Friday, May 30, 2008

For independent prosecutors

In the wake of three high-profile murder acquittals this week, lawyer Chris Comeskey has called for the existing network of Crown Solicitors to be replaced by an independent public prosecutor's office. I agree. The current system - in which the police make the decision then hire an approved private law firm to handle the courtroom details - is simply insane. There are no checks and balances, and no-one has an incentive to make sure the evidence is strong enough to support a conviction - the police have already convinced themselves of their chosen suspect's guilt, while the law firm has both an obligation to represent their client, and a direct financial incentive to press ahead no matter how weak the case is.
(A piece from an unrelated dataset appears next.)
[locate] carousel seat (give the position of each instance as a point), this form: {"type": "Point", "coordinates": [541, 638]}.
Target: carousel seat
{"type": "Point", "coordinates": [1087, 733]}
As a result, cases where the evidence is iffy make it to court, wasting the time and money of the police, the court, and of course the hapless defendants (not that anyone seems to give a damn about them),

What we need is an independent body, acting as a check on the police and ensuring that their evidence is up to scratch. Not only will this result in less time and money wasted on poor cases where the police "know" they have the right person but haven't bothered to do the work to convince a jury; it should also result in fewer miscarriages of justice. While public prosecutor's offices inevitably develop a prosecutorial mindset, the mere fact that they are separate from the police and tasked with delivering not suspects, but convictions, should help protect them against the groupthink which all to easily takes hold.

Of course, this would mean the police would be subject to greater oversight and would no longer be able to do shoddy work, so I can see why they wouldn't like the idea. But the rest of us should be all for it.